I spoke at PyCon 2022 about writing safe, elegant concurrent Python with threads. Here’s the video. Sorry about the choppy audio, the A/V at PyCon this year was a shitshow. Below is a written version of the talk.


A black and white drawing of a hip-looking young man with beard, pork pie hat, bow tie, and sunglasses

asyncio.

Asyncio is really hip. And not just asyncio—the older async frameworks like Twisted and Tornado, and more recent ones like Trio and Curio are hip, too. I think they deserve to be! I’m a big fan. I spent a lot of time contributing to Tornado and asyncio some years ago. My very first PyCon talk, in 2014, was called “What Is Async, How Does It Work, And When Should I Use It?” I was an early async booster.
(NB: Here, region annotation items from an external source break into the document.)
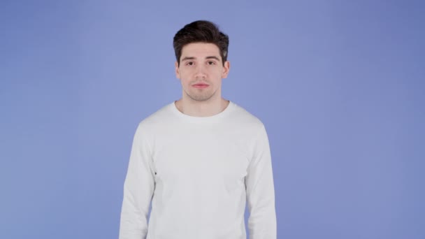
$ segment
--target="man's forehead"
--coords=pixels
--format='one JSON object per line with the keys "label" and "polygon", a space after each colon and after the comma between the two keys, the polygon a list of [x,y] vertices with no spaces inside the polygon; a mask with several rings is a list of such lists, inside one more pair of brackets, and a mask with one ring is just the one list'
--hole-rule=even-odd
{"label": "man's forehead", "polygon": [[195,43],[185,45],[182,49],[182,56],[184,55],[219,55],[219,50],[212,43]]}

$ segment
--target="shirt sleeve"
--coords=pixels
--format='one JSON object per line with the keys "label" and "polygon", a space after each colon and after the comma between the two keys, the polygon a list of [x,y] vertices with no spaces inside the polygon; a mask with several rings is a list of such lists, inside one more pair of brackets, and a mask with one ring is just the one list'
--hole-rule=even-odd
{"label": "shirt sleeve", "polygon": [[145,239],[147,217],[154,190],[154,171],[149,140],[139,124],[130,154],[124,183],[120,239]]}
{"label": "shirt sleeve", "polygon": [[254,142],[253,157],[245,176],[250,212],[250,239],[276,239],[276,212],[271,156],[264,124]]}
Asyncio introduced a lot of Pythonistas to advanced control flows with Tasks, Futures, chaining, asyncio.gather, and so on. All this was really exciting! But there’s something a lot of Python programmers didn’t notice at the time: All this was already possible with threads, too.
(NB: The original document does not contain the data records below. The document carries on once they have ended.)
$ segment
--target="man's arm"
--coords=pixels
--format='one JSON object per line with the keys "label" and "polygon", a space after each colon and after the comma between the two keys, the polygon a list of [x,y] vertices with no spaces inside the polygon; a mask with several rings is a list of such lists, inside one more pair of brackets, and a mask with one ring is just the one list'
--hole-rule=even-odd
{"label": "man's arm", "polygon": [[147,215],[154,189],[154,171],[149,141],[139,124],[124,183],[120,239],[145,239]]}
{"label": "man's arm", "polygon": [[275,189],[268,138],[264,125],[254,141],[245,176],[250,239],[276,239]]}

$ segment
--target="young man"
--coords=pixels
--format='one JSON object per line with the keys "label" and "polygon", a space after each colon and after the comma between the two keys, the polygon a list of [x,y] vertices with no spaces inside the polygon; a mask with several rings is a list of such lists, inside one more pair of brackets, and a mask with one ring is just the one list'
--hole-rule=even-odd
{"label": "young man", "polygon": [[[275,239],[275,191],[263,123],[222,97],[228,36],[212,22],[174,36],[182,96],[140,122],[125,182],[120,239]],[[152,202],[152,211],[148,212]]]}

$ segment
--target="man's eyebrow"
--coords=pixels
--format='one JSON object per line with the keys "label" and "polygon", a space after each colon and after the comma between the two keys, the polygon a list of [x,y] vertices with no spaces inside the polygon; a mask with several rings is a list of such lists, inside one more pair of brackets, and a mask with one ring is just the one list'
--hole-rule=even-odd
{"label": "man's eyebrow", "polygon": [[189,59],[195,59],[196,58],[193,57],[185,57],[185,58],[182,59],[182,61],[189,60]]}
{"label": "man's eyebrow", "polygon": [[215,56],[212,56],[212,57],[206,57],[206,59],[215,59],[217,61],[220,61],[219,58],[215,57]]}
A black and white drawing, by Charles Dana Gibson circa 1900, of an elegant young lady in an old-fashioned high-collared dress

Threads.

Compared to asyncio, threads seem hopelessly outdated. The cool kids will laugh at you if you use threads.

Concurrency and parallelism

Threads and asyncio are two ways to achieve concurrency.

Let’s avoid any confusion at the start: Concurrency is not parallelism. Parallelism is when your program executes code on multiple CPUs at once. Python mostly can’t do parallelism due to the Global Interpreter Lock. You can understand the GIL with a phrase short enough to fit on your hand: One thread runs Python, while N others sleep or await I/O. Learn more about the GIL from my PyCon talk a few years ago.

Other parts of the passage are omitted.